Like its Virginia sister, Arundel Mills is organized into neighborhoods, five to be exact. Between each 'hood, shoppers pass through what can best be described as an exhibit: When passing from Neighborhoods 4 to 5, for instance, they walk through an area where huge, pastel-colored flies, butterflies and bees adorn the ceiling. In that same space, tired shoppers can relax by having a seat on a nearby oversized tulip or turtle while they listen to the faint, woodsy sounds of chirping and buzzing over the PA system.

. The Mills Corp. lets no millisecond pass without attempting to stimulate you, which might be a little disturbing at first -- perhaps this is what the company means when it refers to "the Mills Effect."

On the other hand, perhaps it's a reference to the buzz shoppers get from tracking down bargain after bargain. Despite all the bells and whistles, Arundel Mills is, at its essence, an outlet mall. And that means consumers can get great stuff at reduced prices, although the scale definitely tips to the quality side, especially if you're looking for clothes.
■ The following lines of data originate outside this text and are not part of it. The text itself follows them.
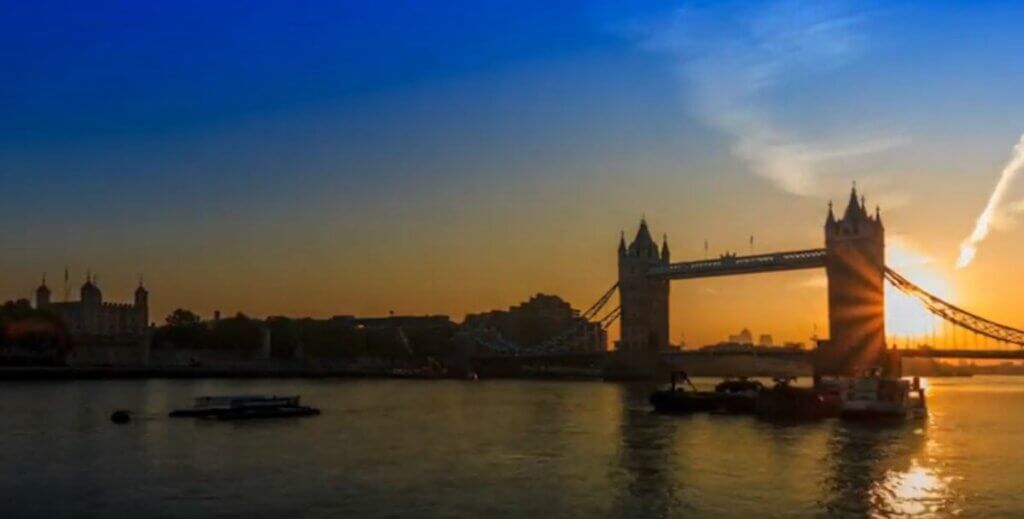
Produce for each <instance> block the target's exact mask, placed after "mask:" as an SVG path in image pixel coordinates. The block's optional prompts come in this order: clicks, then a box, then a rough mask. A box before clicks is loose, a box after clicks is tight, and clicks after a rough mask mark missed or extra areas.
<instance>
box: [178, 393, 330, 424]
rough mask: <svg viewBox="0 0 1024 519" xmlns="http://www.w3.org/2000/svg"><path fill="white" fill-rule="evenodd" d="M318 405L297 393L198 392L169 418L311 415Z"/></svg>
mask: <svg viewBox="0 0 1024 519" xmlns="http://www.w3.org/2000/svg"><path fill="white" fill-rule="evenodd" d="M316 415H319V409H317V408H315V407H310V406H308V405H301V404H300V403H299V396H298V395H295V396H274V395H237V396H201V397H199V398H196V403H195V404H194V405H193V406H191V407H190V408H186V409H175V410H172V412H171V414H170V417H172V418H204V419H214V420H251V419H265V418H292V417H311V416H316Z"/></svg>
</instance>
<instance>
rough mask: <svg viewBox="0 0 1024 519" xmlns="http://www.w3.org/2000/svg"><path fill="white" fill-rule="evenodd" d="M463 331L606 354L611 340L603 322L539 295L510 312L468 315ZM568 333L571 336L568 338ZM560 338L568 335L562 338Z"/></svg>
mask: <svg viewBox="0 0 1024 519" xmlns="http://www.w3.org/2000/svg"><path fill="white" fill-rule="evenodd" d="M463 327H465V328H466V329H469V330H477V331H489V332H496V333H498V334H499V335H500V336H501V337H502V338H503V339H504V340H505V341H509V342H511V343H513V344H516V345H518V346H520V347H530V346H535V345H537V344H541V343H543V342H545V341H550V340H552V339H554V338H558V339H559V341H558V342H559V343H560V344H559V345H558V346H559V347H561V348H563V349H565V350H566V351H580V352H597V351H600V352H603V351H605V350H607V344H608V336H607V333H606V332H605V330H604V328H603V327H602V325H601V322H598V321H590V320H588V319H587V318H586V317H584V316H582V315H581V314H580V311H579V310H575V309H573V308H572V306H571V305H569V304H568V303H567V302H565V301H564V300H562V298H560V297H558V296H552V295H548V294H537V295H536V296H534V297H531V298H529V300H527V301H526V302H524V303H521V304H519V305H515V306H512V307H510V308H509V309H508V310H492V311H489V312H483V313H476V314H469V315H466V319H465V321H463ZM566 331H568V333H567V334H566ZM560 334H565V335H564V337H560Z"/></svg>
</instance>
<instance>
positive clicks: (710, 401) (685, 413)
mask: <svg viewBox="0 0 1024 519" xmlns="http://www.w3.org/2000/svg"><path fill="white" fill-rule="evenodd" d="M677 378H678V379H679V380H680V381H681V382H683V383H685V384H686V385H687V386H689V388H688V389H687V388H686V387H683V386H682V384H678V385H677ZM650 404H651V405H653V406H654V410H655V412H656V413H669V414H675V415H689V414H693V413H700V412H707V410H713V409H715V408H716V406H717V405H718V398H716V396H715V394H714V393H707V392H700V391H697V388H696V387H695V386H694V385H693V383H692V382H690V378H689V377H687V376H686V372H673V373H672V385H671V386H670V387H669V389H663V390H659V391H654V393H653V394H651V395H650Z"/></svg>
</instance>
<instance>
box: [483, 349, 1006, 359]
mask: <svg viewBox="0 0 1024 519" xmlns="http://www.w3.org/2000/svg"><path fill="white" fill-rule="evenodd" d="M897 351H899V352H900V353H901V354H902V356H903V357H904V358H975V359H992V360H1000V359H1002V360H1024V349H1021V350H964V349H959V350H944V349H930V348H914V349H900V350H897ZM608 353H610V352H583V353H528V354H522V355H502V354H485V355H474V357H473V358H477V359H492V360H498V359H517V360H519V361H534V362H543V361H547V362H558V361H559V360H570V361H571V360H600V359H603V358H604V357H605V356H606V355H607V354H608ZM813 354H814V351H813V350H794V349H781V348H780V349H772V350H736V351H708V350H692V351H667V352H665V353H662V356H663V357H666V358H711V357H730V356H743V357H765V358H792V359H796V360H807V361H810V359H811V356H812V355H813Z"/></svg>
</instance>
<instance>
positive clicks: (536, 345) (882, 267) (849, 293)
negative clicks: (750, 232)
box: [480, 187, 1024, 376]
When I went in to Off Saks Fifth Avenue and found a pair of $80 pants for $40, I was pretty excited. But when I walked into the Banana Republic Factory Store, I nearly had a pleasure seizure. Most of the merchandise was comparable to what's sold in a regular Banana Republic, but complemented by delightful signs proclaiming "$10 off at the register" and "buy one get one free." It was the first time I'd ever shopped in a Banana Republic outlet and I was fairly certain I'd discovered clotheshorse heaven, though I doubt even God would sell this much great stuff for this cheap.

Of course, you can opt to shop at infinitely more places -- Burlington Coat Factory; Old Navy; Bed, Bath and Beyond; a Nine West outlet; a Gap outlet; a Mikasa Factory Store; Bass Pro Shops; Books-A-Million -- but one shopper can only take so much. (Although, as evidenced by the number of people I saw pushing carts overflowing with packages, that rule doesn't apply to everyone.)

A visit to Arundel Mills is not a drop-in-and-drop-out affair: It's an afternoon-long adventure and rightfully so. Though you may find the hyper, super-size environment a bit bizarre, the bottom line is this: You can walk out of the mall with a lot of exceptional merchandise without dreading next month's credit card bill.